However, the hardest part about giving a lot of attention to a topic is that
people who are not authorities on the subject end up with opinions about
what's going on, purely based on the media or the propaganda campaigns of the
bigger players.

Even in examining my own perspective, I find myself dramatically in favor of
destroying the teacher's union, expanding school hours and curricula, and
providing more freedom to the students, so that they can engage themselves in
the subject that most interests them and appeals to their strengths. Sounds
idyllic, doesn't it?

But the problem with this is that I'm not an educator. I don't know what
conditions are like and I don't know what the real challenges are - I just
know what I'm being told by the media. Just as in a startup, we have a lot of
potentially unproven hypotheses that need testing.

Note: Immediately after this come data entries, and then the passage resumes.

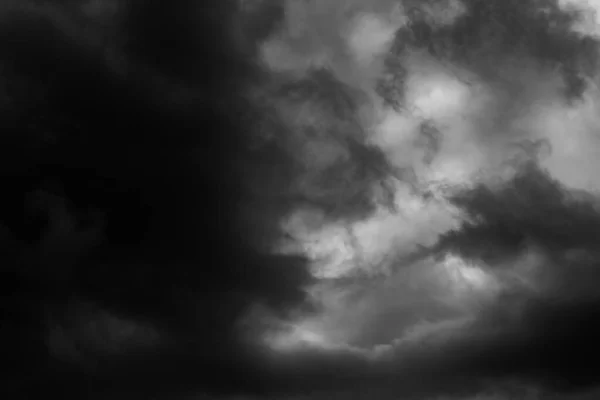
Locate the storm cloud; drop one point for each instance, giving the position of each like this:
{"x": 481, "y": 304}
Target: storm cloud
{"x": 300, "y": 199}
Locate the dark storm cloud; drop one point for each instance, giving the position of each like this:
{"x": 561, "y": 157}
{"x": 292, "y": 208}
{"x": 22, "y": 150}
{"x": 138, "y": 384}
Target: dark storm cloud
{"x": 143, "y": 193}
{"x": 551, "y": 327}
{"x": 124, "y": 191}
{"x": 537, "y": 34}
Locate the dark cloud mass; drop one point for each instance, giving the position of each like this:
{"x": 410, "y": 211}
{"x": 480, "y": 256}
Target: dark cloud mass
{"x": 299, "y": 200}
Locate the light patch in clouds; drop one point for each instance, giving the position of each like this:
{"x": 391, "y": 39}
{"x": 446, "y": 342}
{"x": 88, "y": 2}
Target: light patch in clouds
{"x": 371, "y": 37}
{"x": 590, "y": 15}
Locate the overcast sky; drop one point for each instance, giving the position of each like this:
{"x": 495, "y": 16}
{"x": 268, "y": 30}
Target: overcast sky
{"x": 300, "y": 199}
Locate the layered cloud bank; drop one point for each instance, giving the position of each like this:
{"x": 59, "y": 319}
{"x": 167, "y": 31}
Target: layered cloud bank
{"x": 301, "y": 199}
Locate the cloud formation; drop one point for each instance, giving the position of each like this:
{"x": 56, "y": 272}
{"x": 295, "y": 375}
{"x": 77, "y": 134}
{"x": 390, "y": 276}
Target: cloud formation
{"x": 300, "y": 199}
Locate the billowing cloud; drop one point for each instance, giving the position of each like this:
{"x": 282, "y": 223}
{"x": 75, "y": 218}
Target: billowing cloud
{"x": 300, "y": 199}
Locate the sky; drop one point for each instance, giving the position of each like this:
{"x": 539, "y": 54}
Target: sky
{"x": 300, "y": 199}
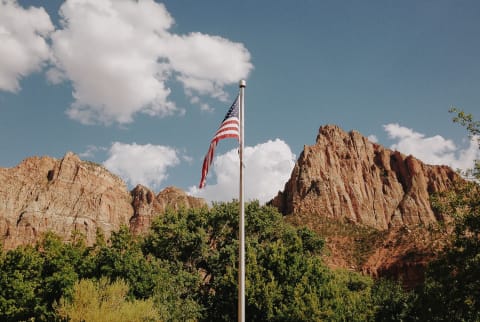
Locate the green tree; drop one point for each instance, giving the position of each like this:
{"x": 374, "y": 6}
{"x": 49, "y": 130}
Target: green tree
{"x": 102, "y": 301}
{"x": 286, "y": 278}
{"x": 124, "y": 259}
{"x": 20, "y": 284}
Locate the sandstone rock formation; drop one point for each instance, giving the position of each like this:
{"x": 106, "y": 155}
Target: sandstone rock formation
{"x": 146, "y": 205}
{"x": 357, "y": 183}
{"x": 45, "y": 194}
{"x": 344, "y": 175}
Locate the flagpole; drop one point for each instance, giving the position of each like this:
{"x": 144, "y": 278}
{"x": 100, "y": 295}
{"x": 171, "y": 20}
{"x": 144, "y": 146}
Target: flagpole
{"x": 241, "y": 252}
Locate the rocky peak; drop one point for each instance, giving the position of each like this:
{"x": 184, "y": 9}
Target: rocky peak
{"x": 45, "y": 194}
{"x": 345, "y": 176}
{"x": 147, "y": 206}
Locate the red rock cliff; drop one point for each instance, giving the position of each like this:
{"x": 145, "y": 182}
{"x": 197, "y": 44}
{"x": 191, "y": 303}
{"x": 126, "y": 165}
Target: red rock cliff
{"x": 345, "y": 176}
{"x": 45, "y": 194}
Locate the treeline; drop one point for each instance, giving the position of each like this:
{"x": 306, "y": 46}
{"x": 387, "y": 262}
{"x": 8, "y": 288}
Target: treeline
{"x": 185, "y": 270}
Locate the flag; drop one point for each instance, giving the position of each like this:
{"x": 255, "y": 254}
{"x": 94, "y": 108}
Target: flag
{"x": 229, "y": 128}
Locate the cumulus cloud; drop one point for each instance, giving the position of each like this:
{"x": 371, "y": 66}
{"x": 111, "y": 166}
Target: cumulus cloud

This then to me is the real promise of the charter school movement - not that
all of them are successful (most are not - even the ones featured aren't
nearly as great as they seem, as I'm finding out from working with them), but
that they represent the freedom to try new things, measure them, and figure
out what does work.

What scares me is that people think they have the silver bullet, rather than
the silver hypothesis. Even in making these drastic changes, if no improvement
is wrought, then what? Will people give up? Or pivot?

------
Deskie
Our education system needs a facelift! And this is a great post. More people
need to recognize what is said in this article. Very interesting read.